Eleven by Patricia Reilly Giff


Sam McKenzie lives in western New York with his grandfather, Mack, in an apartment above Mack’s woodworking shop. They share the building with two kind-hearted family friends: deli owner Onji and Indian Restaurant owner Anima. Sam, who cannot read words but has a gift for “reading wood,” is already on his way to becoming an expert woodworker. Sam is content with a life filled with delicious hot pastrami sandwiches and spicy chicken curry, but he is inexplicably afraid of the number 11. He is haunted nightly by dreams in which the number 11 appears in addresses and symbolically in castle turrets and brick chimneys. The day before his eleventh birthday, he sneaks into the attic to find his birthday presents, and instead finds a newspaper article with his photo as a toddler that reads “Sam Bell: Missing.” Unable to read the clipping himself, he seeks out the new girl at school, Caroline, who always has her face in a book and lipstick on her braces. They get paired up to create a castle for their classroom’s medieval feast, and together they begin building the castle that haunts Sam’s dreams. When Mack steps out to deliver furniture, they sneak into the attic to find more clues about who Sam really is. Caroline, whose family of artists move every few months, reminds Sam that they have to hurry. She quickly proves herself to be a good detective as well as a loyal friend.
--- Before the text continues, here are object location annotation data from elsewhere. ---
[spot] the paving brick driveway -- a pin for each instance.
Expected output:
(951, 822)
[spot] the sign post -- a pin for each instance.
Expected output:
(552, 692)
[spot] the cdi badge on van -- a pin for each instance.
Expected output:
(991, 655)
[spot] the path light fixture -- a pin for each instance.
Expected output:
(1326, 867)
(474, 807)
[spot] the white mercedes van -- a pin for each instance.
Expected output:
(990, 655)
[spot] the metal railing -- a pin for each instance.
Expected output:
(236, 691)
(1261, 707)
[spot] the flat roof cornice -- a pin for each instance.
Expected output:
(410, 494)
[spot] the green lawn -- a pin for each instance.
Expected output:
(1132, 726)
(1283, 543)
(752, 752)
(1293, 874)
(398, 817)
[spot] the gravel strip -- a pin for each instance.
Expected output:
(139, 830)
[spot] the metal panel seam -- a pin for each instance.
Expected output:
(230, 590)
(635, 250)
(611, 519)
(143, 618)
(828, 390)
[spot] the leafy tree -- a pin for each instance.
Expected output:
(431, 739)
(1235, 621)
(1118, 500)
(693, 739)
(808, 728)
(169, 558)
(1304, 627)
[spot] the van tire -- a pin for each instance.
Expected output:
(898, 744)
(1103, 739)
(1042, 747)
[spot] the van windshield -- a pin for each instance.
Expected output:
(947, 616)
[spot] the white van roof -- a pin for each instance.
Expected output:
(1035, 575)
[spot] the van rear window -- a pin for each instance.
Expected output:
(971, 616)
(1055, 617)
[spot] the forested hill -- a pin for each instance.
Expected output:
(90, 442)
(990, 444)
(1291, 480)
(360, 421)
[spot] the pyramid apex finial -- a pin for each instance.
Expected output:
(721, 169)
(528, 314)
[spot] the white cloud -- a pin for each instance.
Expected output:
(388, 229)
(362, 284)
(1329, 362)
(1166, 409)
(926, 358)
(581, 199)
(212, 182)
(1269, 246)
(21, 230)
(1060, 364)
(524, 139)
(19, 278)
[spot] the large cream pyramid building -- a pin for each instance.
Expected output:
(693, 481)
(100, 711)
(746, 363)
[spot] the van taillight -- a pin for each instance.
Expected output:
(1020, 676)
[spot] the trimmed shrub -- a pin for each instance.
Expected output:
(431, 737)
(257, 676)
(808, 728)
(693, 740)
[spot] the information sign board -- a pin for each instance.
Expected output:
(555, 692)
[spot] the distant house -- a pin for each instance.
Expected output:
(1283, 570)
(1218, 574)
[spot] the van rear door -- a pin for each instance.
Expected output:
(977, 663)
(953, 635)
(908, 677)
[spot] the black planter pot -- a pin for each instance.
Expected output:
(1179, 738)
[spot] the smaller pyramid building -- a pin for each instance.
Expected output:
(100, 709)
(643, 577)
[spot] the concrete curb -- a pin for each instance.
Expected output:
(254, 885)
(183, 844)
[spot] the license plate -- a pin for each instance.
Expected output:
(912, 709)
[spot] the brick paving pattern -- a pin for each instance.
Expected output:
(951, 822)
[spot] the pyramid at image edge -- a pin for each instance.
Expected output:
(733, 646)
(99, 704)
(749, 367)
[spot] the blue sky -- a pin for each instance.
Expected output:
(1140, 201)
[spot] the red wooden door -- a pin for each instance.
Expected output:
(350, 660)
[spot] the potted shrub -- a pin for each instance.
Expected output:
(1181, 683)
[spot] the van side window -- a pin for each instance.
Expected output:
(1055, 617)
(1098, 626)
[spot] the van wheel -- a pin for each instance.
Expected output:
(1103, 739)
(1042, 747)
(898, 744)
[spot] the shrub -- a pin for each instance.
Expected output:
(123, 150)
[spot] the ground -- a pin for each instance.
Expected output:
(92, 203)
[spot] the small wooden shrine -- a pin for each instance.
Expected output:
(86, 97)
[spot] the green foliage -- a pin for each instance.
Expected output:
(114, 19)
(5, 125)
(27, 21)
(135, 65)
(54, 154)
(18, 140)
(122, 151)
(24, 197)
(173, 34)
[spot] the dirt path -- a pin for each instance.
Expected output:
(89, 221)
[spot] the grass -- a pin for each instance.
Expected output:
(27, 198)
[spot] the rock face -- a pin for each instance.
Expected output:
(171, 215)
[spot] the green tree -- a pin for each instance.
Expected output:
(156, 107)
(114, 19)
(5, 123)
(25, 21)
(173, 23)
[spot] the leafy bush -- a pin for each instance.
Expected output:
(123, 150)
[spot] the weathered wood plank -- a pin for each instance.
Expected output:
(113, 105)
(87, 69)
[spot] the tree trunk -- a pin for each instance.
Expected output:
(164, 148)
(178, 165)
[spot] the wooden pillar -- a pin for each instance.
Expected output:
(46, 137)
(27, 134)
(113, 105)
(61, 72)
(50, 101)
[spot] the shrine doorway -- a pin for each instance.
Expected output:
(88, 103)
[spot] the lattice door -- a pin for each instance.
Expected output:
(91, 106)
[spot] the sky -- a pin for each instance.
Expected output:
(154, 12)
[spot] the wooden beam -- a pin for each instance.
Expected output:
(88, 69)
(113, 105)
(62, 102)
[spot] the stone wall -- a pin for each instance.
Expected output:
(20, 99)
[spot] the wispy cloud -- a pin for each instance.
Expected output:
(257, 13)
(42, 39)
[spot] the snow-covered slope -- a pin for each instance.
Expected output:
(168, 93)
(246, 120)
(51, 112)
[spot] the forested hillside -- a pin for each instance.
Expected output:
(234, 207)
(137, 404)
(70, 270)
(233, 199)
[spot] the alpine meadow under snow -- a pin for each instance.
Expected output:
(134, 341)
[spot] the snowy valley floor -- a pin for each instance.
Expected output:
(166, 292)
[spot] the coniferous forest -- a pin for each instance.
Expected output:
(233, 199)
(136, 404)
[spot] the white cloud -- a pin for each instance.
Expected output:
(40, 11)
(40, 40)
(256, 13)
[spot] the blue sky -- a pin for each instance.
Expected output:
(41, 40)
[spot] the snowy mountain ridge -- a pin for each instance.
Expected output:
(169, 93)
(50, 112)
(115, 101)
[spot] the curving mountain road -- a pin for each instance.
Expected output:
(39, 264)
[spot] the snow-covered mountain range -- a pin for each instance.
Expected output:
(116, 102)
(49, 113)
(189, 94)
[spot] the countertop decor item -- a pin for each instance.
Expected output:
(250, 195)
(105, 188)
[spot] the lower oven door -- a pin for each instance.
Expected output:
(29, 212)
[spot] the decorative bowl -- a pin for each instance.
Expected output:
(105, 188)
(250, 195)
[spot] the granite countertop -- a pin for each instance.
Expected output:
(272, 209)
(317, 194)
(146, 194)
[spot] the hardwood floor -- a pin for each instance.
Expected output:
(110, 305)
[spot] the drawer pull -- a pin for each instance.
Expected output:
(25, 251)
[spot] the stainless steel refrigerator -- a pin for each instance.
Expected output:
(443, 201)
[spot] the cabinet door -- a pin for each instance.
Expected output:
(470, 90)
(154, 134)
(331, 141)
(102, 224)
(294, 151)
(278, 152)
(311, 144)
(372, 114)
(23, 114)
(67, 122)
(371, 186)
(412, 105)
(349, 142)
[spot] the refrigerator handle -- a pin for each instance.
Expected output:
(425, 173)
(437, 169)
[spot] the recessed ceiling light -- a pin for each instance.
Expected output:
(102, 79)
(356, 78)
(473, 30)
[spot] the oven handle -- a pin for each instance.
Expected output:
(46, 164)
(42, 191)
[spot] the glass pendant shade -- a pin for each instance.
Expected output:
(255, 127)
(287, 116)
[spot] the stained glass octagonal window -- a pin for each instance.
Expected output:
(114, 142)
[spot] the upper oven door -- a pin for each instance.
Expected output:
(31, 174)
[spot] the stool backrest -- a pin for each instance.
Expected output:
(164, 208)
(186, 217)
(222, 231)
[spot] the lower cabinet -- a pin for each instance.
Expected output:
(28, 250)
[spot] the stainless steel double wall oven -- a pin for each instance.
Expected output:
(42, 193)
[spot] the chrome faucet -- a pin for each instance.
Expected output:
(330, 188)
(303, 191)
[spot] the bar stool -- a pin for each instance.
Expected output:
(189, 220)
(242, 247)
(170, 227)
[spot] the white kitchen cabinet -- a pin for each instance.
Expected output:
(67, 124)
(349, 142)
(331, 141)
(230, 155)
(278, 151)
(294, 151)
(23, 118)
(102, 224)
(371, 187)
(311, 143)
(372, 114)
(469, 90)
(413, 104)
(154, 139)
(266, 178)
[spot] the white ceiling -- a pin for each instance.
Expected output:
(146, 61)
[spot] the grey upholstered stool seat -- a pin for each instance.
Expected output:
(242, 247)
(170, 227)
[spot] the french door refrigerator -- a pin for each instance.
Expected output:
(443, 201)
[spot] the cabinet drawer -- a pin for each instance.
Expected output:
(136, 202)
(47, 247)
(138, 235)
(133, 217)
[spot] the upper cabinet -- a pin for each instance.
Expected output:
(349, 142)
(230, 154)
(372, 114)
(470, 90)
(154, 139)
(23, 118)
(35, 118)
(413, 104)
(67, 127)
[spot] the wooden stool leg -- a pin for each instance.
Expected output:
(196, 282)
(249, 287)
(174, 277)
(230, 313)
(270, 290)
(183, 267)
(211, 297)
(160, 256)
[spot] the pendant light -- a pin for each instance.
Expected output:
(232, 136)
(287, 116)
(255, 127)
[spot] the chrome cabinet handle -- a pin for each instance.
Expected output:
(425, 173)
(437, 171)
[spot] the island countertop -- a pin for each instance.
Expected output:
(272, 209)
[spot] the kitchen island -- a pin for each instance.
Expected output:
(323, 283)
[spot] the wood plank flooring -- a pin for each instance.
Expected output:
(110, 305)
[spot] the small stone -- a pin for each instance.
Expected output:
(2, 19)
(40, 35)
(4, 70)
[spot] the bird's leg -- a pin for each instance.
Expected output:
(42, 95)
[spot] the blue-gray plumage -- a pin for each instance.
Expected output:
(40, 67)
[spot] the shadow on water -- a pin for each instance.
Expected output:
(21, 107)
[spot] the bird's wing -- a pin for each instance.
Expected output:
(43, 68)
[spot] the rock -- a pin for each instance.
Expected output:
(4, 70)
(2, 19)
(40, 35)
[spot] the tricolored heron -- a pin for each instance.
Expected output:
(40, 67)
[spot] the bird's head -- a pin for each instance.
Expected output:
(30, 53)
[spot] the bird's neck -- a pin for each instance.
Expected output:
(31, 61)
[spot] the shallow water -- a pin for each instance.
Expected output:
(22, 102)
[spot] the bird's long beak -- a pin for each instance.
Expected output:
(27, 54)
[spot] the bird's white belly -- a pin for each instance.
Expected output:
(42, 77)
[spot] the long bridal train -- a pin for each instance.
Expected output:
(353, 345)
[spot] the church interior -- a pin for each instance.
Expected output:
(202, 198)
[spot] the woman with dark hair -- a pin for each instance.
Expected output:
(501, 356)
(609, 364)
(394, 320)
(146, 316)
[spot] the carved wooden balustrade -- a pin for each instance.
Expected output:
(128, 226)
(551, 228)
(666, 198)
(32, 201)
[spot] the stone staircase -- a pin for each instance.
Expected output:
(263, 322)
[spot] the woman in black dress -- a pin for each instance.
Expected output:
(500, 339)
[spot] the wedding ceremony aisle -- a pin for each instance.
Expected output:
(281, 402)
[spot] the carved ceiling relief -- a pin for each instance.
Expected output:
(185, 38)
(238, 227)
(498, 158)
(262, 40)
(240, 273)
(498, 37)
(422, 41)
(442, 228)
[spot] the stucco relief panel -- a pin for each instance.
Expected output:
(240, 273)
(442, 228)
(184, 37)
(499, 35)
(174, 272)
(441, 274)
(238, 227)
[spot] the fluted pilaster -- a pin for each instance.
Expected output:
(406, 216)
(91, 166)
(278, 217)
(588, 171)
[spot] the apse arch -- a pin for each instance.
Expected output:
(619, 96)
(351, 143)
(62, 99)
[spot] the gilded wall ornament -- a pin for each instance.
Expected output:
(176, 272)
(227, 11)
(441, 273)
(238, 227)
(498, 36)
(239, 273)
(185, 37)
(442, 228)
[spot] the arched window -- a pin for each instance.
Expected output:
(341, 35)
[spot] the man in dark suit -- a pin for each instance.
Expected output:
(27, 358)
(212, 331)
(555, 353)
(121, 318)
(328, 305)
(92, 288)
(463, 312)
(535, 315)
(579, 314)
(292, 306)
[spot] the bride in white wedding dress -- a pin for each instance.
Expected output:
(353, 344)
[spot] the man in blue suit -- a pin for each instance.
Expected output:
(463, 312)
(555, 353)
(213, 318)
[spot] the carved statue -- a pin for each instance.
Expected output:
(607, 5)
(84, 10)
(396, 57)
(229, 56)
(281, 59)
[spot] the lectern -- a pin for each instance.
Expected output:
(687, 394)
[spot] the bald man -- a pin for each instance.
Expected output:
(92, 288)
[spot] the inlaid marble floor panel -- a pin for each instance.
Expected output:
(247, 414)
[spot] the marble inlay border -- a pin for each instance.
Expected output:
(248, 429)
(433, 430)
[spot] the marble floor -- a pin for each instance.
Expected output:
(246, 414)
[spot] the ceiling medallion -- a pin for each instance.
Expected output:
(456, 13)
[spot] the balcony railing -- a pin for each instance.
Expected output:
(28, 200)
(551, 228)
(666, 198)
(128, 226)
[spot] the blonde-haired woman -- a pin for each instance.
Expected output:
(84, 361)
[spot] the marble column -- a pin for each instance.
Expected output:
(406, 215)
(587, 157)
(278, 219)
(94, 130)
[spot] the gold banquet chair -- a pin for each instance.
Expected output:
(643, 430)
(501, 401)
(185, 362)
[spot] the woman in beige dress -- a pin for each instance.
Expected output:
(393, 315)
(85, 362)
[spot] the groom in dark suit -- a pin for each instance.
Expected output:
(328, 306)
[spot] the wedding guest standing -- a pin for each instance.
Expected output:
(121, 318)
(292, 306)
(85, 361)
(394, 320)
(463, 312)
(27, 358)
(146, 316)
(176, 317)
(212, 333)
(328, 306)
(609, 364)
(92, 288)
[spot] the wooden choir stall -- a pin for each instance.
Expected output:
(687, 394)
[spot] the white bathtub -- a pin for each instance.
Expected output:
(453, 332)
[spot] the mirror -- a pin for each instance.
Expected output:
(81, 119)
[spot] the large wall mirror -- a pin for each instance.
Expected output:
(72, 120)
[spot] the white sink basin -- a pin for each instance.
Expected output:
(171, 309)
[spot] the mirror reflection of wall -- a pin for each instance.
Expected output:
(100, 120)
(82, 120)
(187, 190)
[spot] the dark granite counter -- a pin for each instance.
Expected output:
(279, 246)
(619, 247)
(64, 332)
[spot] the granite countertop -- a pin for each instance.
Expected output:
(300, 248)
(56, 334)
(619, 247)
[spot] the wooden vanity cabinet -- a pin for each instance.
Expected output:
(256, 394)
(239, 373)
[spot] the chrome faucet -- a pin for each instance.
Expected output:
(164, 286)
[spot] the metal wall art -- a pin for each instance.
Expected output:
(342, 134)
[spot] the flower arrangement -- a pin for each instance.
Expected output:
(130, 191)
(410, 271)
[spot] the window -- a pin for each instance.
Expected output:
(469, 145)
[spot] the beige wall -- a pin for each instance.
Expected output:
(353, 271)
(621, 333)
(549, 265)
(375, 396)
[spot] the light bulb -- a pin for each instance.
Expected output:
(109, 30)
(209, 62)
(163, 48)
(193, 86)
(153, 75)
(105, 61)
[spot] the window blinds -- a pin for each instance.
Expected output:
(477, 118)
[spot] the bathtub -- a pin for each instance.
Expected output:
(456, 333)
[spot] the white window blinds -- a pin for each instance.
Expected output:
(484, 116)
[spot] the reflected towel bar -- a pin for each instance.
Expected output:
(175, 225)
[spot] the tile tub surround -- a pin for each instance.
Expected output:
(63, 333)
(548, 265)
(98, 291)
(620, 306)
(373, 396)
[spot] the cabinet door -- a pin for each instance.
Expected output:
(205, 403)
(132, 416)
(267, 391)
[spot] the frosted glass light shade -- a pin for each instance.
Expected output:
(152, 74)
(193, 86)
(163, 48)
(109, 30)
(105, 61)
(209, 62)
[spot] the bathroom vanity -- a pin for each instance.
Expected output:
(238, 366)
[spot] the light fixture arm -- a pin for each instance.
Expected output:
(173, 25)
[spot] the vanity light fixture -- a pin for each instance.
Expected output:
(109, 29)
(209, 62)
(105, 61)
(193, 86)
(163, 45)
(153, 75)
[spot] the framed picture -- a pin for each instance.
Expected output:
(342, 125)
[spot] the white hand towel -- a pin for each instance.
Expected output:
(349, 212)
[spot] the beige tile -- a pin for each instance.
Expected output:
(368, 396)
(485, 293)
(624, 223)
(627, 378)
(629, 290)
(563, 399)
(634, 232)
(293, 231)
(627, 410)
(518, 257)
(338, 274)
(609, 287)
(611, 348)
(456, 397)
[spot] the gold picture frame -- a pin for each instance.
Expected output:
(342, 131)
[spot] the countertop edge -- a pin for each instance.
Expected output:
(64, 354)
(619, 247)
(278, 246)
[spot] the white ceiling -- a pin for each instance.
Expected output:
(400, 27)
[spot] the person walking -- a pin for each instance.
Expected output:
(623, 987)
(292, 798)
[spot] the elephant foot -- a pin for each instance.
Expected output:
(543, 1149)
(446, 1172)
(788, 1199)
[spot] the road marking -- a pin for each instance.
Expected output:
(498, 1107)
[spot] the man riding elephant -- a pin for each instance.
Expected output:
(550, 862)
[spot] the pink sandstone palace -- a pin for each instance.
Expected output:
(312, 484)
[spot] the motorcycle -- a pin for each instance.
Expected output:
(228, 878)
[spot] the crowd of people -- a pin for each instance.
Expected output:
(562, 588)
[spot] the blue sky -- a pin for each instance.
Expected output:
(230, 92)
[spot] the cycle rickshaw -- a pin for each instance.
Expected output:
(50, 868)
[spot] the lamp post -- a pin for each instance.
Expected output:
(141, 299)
As clues pile up, time runs short, and Caroline’s mother announces they will move one last time as her father takes a teaching position at a college. Will they figure out the secrets of Sam’s origin in time? Is Mack really Sam’s grandfather? Can you only have one gift in life, or can Sam have the other gifts he longs for, like a true friend, to stay with Mack forever, and the ability to read?